Commissioned by Bernward, the 13th bishop of Hildesheim, the Bernward Column is a Romanesque bronze spiral column which dates from 1015 AD.
The column, also known as the Christ Column, was originally intended for St. Michael’s Church in Hildesheim, Germany. The church is one of the most magnificent basilicas in Germany.
When he lost his parents at an early age, Bernward was raised by his uncle Bishop Volkmar of Utrecht. He studied at the cathedral school of Heidelburg and at Mainz, where he became chaplain at the imperial court in 987. Six years later, he was elected Bishop of Hildesheim. He also was appointed as a tutor by Empress-Regent Theophano to her six years old son Otto III.
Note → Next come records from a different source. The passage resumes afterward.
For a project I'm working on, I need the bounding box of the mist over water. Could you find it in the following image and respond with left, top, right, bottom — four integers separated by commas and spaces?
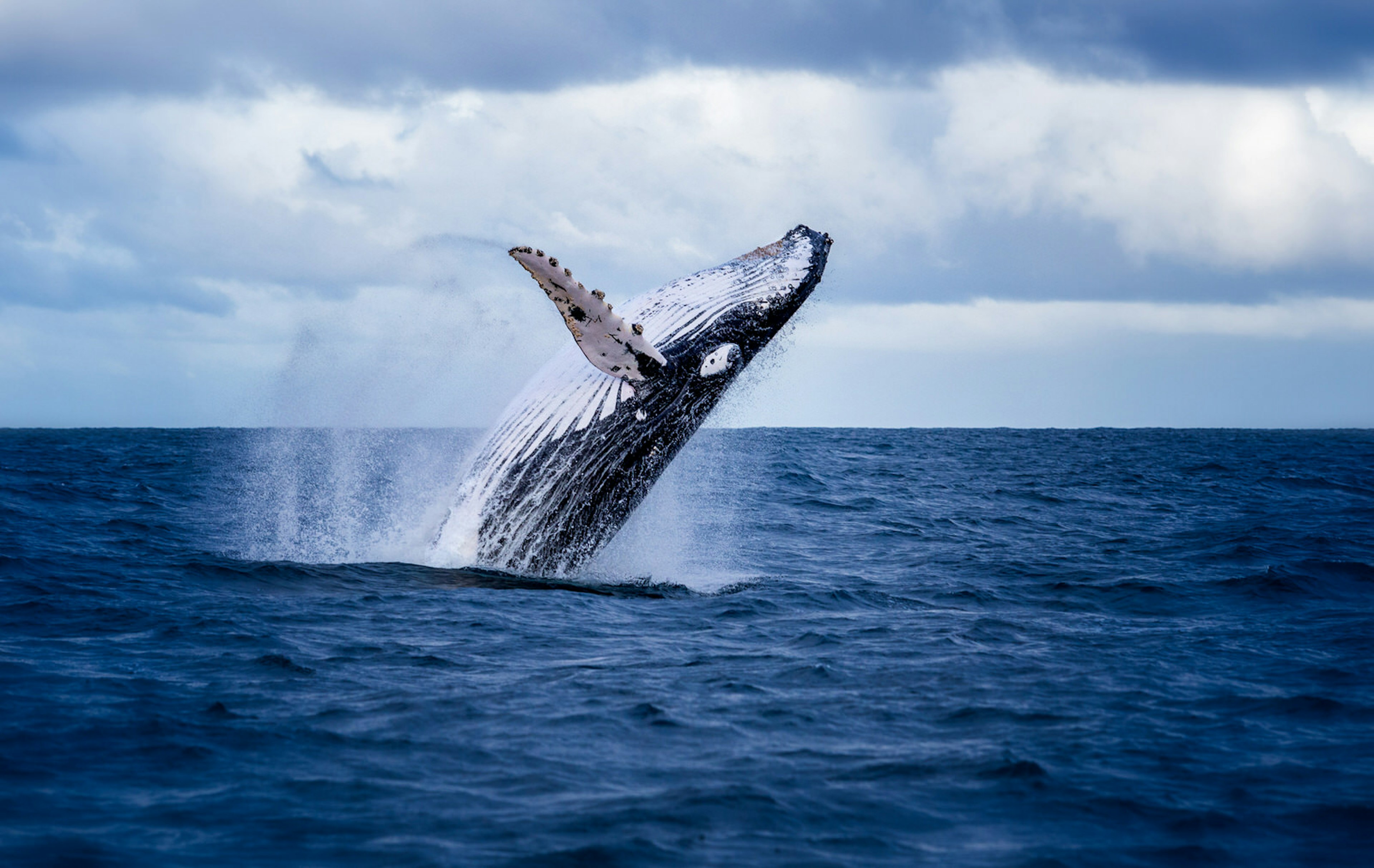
232, 429, 756, 591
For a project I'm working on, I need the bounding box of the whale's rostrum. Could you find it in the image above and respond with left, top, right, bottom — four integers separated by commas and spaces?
430, 226, 831, 575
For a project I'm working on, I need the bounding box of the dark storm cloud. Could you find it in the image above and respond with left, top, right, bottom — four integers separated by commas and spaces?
8, 0, 1374, 106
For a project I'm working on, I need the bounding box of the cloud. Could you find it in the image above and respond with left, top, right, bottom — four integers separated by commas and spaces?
8, 63, 1374, 424
936, 64, 1374, 269
8, 63, 1374, 316
11, 0, 1374, 113
797, 298, 1374, 353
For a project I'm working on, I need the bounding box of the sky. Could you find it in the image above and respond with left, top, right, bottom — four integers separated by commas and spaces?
0, 0, 1374, 427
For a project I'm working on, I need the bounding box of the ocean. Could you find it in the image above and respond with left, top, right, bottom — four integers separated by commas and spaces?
0, 429, 1374, 867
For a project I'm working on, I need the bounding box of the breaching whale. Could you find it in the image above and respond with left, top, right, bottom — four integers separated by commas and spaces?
432, 225, 831, 575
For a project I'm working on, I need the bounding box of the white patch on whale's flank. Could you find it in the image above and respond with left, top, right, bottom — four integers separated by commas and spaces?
698, 343, 739, 376
507, 247, 668, 379
429, 232, 829, 570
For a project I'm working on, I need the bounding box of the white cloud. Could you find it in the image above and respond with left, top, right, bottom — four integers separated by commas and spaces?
0, 64, 1374, 423
936, 64, 1374, 269
797, 298, 1374, 353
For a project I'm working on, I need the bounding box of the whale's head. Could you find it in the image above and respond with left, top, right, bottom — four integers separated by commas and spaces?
627, 226, 831, 380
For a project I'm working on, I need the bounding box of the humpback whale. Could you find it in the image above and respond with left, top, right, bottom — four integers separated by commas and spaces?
432, 225, 831, 575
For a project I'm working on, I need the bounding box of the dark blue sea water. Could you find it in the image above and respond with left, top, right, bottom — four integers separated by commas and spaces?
0, 430, 1374, 865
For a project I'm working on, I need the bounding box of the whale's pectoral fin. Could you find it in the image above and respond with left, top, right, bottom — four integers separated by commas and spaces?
510, 247, 668, 380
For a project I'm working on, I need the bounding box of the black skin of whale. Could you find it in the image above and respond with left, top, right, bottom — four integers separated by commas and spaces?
478, 226, 830, 575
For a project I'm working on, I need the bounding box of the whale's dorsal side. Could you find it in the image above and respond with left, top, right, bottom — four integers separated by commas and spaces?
508, 247, 668, 380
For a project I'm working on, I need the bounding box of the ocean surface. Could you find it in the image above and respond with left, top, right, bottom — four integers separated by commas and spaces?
0, 430, 1374, 867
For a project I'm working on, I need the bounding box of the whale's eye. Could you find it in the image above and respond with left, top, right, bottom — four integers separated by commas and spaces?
701, 343, 739, 376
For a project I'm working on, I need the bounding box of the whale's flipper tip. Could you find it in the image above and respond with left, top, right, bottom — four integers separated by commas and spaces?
507, 247, 668, 380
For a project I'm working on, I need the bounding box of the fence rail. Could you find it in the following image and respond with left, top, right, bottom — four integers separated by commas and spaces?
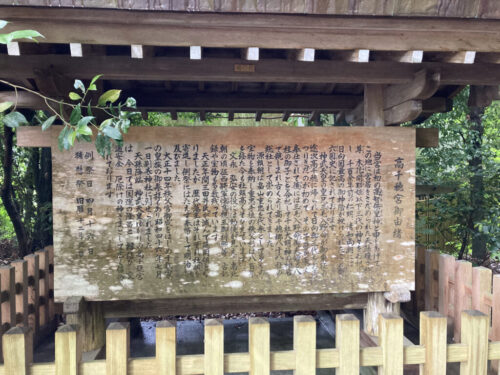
0, 311, 500, 375
0, 246, 55, 354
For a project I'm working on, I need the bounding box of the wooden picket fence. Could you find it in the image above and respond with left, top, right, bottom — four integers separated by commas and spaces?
0, 246, 55, 350
0, 311, 500, 375
414, 246, 500, 342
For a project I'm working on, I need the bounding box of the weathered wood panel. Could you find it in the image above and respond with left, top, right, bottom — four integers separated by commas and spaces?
0, 0, 500, 18
53, 127, 415, 300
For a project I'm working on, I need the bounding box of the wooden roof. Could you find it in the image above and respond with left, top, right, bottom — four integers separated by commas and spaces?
0, 0, 500, 19
0, 5, 500, 125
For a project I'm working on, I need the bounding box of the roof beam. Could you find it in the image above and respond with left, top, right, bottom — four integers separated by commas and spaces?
243, 47, 259, 61
0, 91, 362, 113
0, 55, 500, 85
383, 70, 441, 109
443, 51, 476, 64
1, 6, 500, 52
189, 46, 201, 60
69, 43, 83, 57
297, 48, 315, 62
7, 42, 21, 56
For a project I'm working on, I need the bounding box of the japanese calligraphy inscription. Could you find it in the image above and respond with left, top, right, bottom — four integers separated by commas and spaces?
52, 127, 415, 300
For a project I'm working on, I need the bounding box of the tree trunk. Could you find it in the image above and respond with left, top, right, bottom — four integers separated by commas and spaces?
0, 125, 30, 257
468, 88, 487, 260
34, 148, 52, 247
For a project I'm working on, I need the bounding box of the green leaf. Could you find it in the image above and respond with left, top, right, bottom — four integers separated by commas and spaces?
0, 102, 14, 113
69, 104, 82, 125
57, 126, 72, 151
78, 116, 94, 126
3, 112, 28, 128
125, 98, 137, 108
9, 30, 44, 41
73, 79, 85, 93
76, 116, 94, 135
69, 92, 82, 100
42, 115, 57, 130
95, 133, 111, 157
89, 74, 102, 86
102, 126, 123, 140
98, 90, 122, 107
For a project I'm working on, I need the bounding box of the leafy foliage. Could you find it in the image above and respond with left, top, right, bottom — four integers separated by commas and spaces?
417, 89, 500, 256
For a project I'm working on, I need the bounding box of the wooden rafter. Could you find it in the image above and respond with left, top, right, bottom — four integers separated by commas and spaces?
0, 55, 500, 85
1, 7, 500, 52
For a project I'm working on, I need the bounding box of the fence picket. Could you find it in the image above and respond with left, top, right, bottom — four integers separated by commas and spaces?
378, 314, 403, 375
414, 246, 425, 311
490, 275, 500, 373
293, 315, 316, 375
438, 254, 455, 328
335, 314, 360, 375
460, 310, 489, 375
55, 324, 82, 375
35, 250, 50, 326
156, 320, 177, 375
472, 267, 493, 316
453, 260, 472, 342
2, 327, 33, 375
24, 254, 40, 336
425, 250, 439, 311
205, 319, 224, 375
248, 318, 271, 375
106, 322, 130, 375
11, 260, 28, 327
0, 266, 16, 331
45, 246, 55, 320
420, 311, 447, 375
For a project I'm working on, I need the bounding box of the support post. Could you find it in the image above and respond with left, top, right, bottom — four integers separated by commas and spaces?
363, 292, 400, 336
63, 297, 106, 352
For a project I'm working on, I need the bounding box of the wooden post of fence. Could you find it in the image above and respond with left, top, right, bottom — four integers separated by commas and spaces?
490, 275, 500, 373
11, 260, 28, 327
2, 327, 33, 375
378, 314, 403, 375
0, 266, 16, 332
35, 250, 50, 326
248, 318, 271, 375
425, 250, 439, 311
415, 246, 425, 312
45, 246, 55, 320
472, 267, 492, 316
24, 254, 40, 336
453, 260, 472, 342
293, 315, 316, 375
156, 320, 177, 375
63, 296, 106, 352
460, 310, 489, 375
438, 254, 455, 332
420, 311, 447, 375
336, 314, 359, 375
204, 319, 224, 375
55, 324, 82, 375
106, 322, 130, 375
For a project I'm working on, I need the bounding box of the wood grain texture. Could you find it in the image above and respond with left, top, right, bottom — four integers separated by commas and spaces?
55, 325, 82, 375
293, 315, 316, 375
53, 127, 415, 300
335, 314, 360, 375
0, 0, 500, 18
106, 323, 130, 375
420, 312, 447, 375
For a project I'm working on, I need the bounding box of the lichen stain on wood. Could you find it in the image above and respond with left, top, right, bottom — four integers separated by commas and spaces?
52, 127, 415, 300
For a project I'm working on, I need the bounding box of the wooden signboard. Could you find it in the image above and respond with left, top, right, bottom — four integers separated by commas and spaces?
52, 127, 415, 301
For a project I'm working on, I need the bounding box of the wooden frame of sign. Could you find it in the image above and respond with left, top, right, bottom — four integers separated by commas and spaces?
47, 127, 415, 301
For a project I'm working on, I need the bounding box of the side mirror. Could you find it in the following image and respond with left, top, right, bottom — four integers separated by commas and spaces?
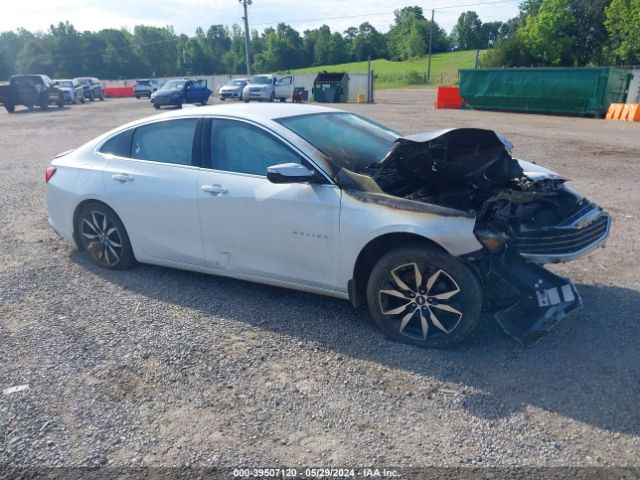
267, 163, 320, 183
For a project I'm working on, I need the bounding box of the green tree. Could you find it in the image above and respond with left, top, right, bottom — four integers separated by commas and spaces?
224, 23, 246, 73
520, 0, 576, 66
97, 28, 144, 79
254, 23, 303, 72
604, 0, 640, 65
351, 22, 387, 61
16, 33, 55, 76
45, 22, 84, 78
451, 11, 486, 50
0, 30, 21, 79
132, 25, 178, 76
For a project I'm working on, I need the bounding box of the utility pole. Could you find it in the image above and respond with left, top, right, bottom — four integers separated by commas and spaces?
427, 8, 435, 82
238, 0, 253, 77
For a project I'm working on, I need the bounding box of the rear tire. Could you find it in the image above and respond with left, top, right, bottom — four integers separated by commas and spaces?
367, 243, 482, 348
76, 202, 136, 270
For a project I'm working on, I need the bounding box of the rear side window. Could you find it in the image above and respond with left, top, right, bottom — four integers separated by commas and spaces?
131, 118, 198, 165
211, 119, 301, 176
100, 130, 133, 157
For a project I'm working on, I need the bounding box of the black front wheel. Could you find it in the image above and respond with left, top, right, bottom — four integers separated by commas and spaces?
367, 243, 482, 347
76, 203, 135, 270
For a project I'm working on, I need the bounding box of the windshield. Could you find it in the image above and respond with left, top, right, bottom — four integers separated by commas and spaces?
276, 113, 400, 172
249, 75, 271, 85
160, 80, 187, 90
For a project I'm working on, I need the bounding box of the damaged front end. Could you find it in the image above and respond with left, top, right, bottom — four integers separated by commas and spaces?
360, 128, 611, 345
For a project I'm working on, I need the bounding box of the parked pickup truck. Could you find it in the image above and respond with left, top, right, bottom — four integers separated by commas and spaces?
0, 75, 64, 113
151, 78, 213, 109
242, 75, 293, 102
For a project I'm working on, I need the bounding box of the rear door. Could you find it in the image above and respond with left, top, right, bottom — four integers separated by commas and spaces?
198, 118, 341, 289
103, 117, 204, 265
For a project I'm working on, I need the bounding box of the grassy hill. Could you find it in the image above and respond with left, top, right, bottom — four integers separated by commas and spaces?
291, 50, 482, 88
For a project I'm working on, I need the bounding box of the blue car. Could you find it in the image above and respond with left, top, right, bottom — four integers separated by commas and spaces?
151, 78, 212, 109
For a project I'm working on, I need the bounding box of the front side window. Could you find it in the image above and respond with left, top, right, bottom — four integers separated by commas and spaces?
131, 118, 198, 165
211, 119, 301, 176
276, 113, 400, 172
160, 80, 187, 90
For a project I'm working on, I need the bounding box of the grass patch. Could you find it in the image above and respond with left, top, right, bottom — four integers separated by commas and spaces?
290, 50, 482, 88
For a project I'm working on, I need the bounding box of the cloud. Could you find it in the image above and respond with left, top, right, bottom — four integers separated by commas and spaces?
0, 0, 519, 35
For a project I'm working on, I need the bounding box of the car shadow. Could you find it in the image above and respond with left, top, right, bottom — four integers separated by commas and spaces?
11, 105, 71, 115
71, 252, 640, 434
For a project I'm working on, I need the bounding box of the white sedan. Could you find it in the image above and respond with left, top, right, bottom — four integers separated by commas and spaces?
46, 104, 610, 347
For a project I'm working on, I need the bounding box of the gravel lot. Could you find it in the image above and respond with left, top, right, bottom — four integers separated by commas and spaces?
0, 90, 640, 477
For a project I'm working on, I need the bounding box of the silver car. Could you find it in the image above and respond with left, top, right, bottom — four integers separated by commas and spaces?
53, 79, 85, 103
133, 78, 162, 99
218, 78, 247, 101
46, 103, 611, 347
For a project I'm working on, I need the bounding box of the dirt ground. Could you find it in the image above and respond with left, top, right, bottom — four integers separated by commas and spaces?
0, 89, 640, 478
The Bishop had an interest in architecture, painting, mathematics, and he also manufactured a few silver and golden ecclesiastical vessels and ornaments. He died on November 20th, 1021, and was canonized by Pope Celestine III in 1193.
This masterpiece of Ottonian art and bronze-casting depicts 24 scenes taken from Christ’s life arranged in a helix. The story starts with Christ’s baptism in the Jordan River (illustrated at the bottom) and ends with his Triumphal Entry into the city of Jerusalem, depicted at the top of the column. The column is 12.4 ft high and 23 inches in diameter and similar to that of the Roman Emperor Trajan that still stands in Rome and commemorates his victory in the Dacian Wars.
The Bishop probably drew his inspiration from that unique object when he was in Rome. It was originally topped with a triumphal cross with the figure of the crucified Jesus. Unfortunately, in 1544, during the Reformation, the cross was melted down by iconoclasts and recast as a cannon.
The location of the column changed over and over again. In 1893, the column was moved to a courtyard and later to Hildesheim Cathedral, where it has remained until today. In 1985, the Bernward column was added to the list of the UNESCO cultural heritage, along with another cast-bronze masterpiece made by the Bishop, the Bernward door, which illustrates the Nativity, Passion, and resurrection of Christ.
Above the Bernward Column, there is another remarkable medieval treasure– a giant wheel, Hezilo Chandelier, dating from 1061 as the oldest of the four such chandeliers that have survived.